Professional Services Agreement
Last updated July 15, 2025
1. INTRODUCTION
This Professional Services Agreement (“PSA”) is entered into by and between Front and the Customer identified in an applicable Order Form or statement of work (“SOW”) that references this PSA and governs the provision of any professional services described in an Order Form or SOW (“Professional Services”). This PSA is incorporated by reference into the agreement between Customer and Front that governs Customer’s use of Front’s Services (“Agreement”).
2. SCOPE OF PROFESSIONAL SERVICES
2.1. General. Front will provide Customer with the Professional Services specified in an applicable Order Form or a mutually executed SOW, subject to payment of the applicable Fees set forth therein. Professional Services include, but are not limited to, onboarding and implementation assistance, custom software development, and hosting services.

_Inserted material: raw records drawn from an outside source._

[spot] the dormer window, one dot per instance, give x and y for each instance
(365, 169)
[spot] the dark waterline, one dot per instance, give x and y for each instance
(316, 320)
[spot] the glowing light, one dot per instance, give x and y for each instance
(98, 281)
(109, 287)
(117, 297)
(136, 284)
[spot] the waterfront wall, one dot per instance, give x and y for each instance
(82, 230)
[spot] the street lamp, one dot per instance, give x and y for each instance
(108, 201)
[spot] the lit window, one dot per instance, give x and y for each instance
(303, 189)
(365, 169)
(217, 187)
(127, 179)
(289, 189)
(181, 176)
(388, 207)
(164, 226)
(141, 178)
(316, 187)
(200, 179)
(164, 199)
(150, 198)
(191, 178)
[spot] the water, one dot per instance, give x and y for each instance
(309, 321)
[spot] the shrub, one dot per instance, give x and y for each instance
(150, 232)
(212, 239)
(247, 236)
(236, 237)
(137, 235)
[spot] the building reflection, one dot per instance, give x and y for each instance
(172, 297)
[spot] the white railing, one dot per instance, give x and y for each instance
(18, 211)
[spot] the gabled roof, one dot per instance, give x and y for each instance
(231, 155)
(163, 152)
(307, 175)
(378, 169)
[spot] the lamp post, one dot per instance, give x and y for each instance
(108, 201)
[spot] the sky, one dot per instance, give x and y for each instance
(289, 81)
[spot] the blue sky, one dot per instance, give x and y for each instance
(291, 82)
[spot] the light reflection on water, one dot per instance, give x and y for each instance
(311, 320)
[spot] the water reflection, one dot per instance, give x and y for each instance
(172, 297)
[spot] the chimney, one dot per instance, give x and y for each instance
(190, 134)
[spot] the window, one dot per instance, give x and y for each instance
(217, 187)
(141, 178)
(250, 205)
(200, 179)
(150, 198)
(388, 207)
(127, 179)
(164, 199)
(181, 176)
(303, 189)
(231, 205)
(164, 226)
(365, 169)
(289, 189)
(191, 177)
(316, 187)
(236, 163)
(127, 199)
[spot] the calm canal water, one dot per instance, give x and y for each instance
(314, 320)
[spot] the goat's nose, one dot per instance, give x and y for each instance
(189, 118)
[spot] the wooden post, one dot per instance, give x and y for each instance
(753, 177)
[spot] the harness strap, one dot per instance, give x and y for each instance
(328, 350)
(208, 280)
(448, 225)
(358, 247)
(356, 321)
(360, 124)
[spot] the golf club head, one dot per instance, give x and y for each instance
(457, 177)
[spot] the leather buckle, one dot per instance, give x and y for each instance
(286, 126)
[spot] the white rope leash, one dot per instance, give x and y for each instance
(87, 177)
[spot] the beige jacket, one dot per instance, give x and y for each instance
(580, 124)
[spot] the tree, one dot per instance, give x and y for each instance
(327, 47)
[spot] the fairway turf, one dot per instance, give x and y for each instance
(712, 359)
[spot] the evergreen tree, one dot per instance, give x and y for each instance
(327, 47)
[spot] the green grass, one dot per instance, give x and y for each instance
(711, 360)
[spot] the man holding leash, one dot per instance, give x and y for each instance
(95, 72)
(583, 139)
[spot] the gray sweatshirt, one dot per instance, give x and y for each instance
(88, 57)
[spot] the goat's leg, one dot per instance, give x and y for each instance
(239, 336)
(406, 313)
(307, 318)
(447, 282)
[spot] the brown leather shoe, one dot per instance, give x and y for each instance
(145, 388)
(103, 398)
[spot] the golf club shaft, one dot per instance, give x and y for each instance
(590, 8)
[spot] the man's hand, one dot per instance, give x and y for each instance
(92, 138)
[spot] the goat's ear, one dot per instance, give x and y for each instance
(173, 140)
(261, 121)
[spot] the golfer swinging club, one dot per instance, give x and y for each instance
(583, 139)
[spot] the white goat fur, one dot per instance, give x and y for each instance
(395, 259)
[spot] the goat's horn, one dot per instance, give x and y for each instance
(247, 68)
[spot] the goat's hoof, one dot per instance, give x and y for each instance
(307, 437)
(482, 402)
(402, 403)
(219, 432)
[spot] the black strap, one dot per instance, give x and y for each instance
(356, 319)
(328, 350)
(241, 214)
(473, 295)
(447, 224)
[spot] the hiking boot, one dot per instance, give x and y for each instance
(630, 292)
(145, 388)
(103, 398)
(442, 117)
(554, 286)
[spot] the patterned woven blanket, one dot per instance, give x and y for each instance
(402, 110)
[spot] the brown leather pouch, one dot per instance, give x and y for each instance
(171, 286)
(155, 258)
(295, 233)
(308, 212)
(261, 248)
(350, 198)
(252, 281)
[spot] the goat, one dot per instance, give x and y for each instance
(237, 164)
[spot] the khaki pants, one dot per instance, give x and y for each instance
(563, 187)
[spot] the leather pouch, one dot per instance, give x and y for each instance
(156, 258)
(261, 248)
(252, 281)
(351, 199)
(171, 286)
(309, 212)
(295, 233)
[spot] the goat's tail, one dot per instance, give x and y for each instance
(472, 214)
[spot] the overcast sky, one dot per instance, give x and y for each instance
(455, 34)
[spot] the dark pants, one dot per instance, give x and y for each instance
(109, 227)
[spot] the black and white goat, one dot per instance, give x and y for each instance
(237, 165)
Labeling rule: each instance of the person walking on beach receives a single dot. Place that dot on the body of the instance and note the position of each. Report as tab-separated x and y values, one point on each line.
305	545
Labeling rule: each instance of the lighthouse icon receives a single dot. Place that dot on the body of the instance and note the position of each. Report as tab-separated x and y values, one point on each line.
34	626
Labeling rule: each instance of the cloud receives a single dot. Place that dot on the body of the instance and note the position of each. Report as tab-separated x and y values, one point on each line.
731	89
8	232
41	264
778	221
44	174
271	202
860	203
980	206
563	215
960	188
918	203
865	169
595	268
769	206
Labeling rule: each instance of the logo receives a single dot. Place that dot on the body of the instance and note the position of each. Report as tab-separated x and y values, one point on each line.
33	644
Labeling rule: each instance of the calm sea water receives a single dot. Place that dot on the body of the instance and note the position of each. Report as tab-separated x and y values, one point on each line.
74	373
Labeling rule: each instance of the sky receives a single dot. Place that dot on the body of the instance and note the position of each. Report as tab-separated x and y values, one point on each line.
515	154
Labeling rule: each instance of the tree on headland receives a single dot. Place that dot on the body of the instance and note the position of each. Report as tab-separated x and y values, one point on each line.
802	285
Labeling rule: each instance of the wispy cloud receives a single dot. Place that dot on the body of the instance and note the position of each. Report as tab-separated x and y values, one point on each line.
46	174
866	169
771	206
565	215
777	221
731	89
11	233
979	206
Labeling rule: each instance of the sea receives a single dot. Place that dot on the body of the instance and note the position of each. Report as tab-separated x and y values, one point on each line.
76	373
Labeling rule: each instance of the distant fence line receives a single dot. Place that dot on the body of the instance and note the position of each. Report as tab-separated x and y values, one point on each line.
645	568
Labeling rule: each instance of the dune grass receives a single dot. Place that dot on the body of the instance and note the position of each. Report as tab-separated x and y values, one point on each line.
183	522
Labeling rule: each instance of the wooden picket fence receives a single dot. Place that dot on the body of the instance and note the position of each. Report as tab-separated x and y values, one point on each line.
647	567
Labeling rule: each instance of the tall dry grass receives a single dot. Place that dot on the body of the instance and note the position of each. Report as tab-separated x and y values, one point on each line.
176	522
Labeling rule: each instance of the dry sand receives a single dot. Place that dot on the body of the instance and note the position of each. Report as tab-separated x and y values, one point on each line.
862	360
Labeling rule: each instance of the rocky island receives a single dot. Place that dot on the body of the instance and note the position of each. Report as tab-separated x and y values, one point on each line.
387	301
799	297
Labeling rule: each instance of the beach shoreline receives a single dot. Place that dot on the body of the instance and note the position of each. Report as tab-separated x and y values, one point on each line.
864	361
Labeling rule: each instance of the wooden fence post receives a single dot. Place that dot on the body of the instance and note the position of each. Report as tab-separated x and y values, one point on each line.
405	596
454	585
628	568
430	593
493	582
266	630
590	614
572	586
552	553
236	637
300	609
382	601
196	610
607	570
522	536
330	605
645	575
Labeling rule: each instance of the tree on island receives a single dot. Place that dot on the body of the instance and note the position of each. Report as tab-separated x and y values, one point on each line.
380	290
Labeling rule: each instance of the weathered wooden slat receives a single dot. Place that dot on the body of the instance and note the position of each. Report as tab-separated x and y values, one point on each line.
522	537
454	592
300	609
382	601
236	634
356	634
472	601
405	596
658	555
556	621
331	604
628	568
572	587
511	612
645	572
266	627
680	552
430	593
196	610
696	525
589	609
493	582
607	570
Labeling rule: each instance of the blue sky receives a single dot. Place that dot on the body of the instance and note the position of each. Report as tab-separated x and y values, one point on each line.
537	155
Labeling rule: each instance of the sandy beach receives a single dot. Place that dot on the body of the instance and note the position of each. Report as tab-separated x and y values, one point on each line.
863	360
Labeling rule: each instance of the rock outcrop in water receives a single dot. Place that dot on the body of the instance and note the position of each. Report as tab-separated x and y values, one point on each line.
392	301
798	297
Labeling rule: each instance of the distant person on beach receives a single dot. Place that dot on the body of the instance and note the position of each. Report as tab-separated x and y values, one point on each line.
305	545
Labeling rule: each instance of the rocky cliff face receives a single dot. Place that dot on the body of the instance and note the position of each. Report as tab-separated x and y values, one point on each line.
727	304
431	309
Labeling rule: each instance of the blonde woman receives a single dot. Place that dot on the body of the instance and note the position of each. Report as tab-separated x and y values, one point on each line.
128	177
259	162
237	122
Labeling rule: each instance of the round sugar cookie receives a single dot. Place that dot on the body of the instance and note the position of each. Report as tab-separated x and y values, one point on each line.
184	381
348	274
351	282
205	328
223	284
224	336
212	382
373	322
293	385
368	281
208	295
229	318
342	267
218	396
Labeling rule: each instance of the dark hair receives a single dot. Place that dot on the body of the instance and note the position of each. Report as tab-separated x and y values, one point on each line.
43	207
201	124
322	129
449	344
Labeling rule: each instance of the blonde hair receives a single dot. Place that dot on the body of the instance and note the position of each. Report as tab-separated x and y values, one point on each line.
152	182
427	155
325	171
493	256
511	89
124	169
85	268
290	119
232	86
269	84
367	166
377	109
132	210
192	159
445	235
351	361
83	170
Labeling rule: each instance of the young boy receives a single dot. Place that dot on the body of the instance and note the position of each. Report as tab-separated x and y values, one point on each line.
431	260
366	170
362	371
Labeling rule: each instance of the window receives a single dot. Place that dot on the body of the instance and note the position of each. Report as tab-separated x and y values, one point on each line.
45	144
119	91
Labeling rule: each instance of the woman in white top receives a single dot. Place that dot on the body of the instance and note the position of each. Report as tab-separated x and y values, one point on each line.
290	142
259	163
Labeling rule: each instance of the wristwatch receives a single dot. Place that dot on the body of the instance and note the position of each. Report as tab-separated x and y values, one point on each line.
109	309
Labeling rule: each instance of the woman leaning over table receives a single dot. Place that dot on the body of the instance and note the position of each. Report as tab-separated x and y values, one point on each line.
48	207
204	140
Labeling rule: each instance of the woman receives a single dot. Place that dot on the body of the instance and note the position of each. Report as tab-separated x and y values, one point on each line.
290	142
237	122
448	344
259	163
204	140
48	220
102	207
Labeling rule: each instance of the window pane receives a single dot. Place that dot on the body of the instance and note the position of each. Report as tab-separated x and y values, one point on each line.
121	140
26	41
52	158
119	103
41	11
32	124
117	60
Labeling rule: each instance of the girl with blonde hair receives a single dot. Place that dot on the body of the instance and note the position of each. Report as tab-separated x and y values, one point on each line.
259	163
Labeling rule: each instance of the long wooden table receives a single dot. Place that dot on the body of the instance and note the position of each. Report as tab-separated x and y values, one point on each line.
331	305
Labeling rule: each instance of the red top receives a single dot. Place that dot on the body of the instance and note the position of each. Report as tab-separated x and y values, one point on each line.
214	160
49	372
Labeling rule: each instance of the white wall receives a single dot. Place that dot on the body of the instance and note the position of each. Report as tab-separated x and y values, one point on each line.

2.2. Statements of Work. For more detailed engagements, the parties may execute a SOW that describes the specific services and any work products to be provided by Front (“Deliverables”), as well as the project scope, timeline, and fees. Each Statement of Work will be incorporated into this PSA and the Agreement.
3. PERFORMANCE AND ACCEPTANCE
3.1. Performance. Front will use personnel with the appropriate skills, qualifications, and experience to perform the Professional Services in accordance with this PSA. Front will retain control over the method and manner of performing the Professional Services, including through any subcontractors engaged by Front.
3.2. Acceptance. Unless otherwise specified in a SOW or Order Form, the Professional Services and any related Deliverables shall be deemed accepted by Customer upon the earlier of: (a) the date Customer first uses or otherwise derives benefit from the Deliverables, or (b) ten (10) business days following delivery, unless Customer provides written notice of material non-conformance within such period, identifying the specific deficiencies. For time-and-materials services, including onboarding and support hours, acceptance will occur as such services are performed and logged by Front.
3.3. Customer Responsibilities. Customer acknowledges that the successful and timely delivery of the Professional Services requires its active participation and cooperation. Accordingly, Customer shall:
Assign appropriate project management and administrative/technical personnel with sufficient knowledge, authority, and availability to facilitate and support the Professional Services;
Promptly acknowledge and respond to Front’s requests related to the Professional Services, including (but not limited to) requests for documents, information, access to Customer systems as needed to provide the Deliverables, and issue escalation, as necessary to enable delivery of the Professional Services;
Provide timely feedback and conduct testing as reasonably required to facilitate progress and completion of the applicable Deliverables;
Clearly and accurately specify its requirements to Front prior to commencement of the Professional Services;
Collaborate in good faith with Front, including by providing internal support, facilitating access to relevant stakeholders, and assisting in the removal of internal obstacles; and
Secure and provide necessary internal approvals and decisions in a timely manner to avoid delay in the performance of the Professional Services.
3.4. Effect of Customer Delays. Customer’s failure to fulfill its responsibilities stated herein may impact Front’s ability to perform its obligations. Front, including its subcontractors, will not be liable for any deficiency in the performance of Professional Services to the extent such deficiency results from any acts or omissions of Customer, including, but not limited to, Customer’s failure to perform its responsibilities as required hereunder.
4. TERM AND TERMINATION
4.1. Term. This PSA will commence on the first date Customer executes an Order Form for the Professional Services (“Effective Date”) and will remain in effect until all SOWs or Order Forms that reference this PSA have expired or been terminated, unless earlier terminated as set forth below (“Term”). Upon termination of the Agreement, this PSA and any active SOWs or Order Forms shall terminate automatically.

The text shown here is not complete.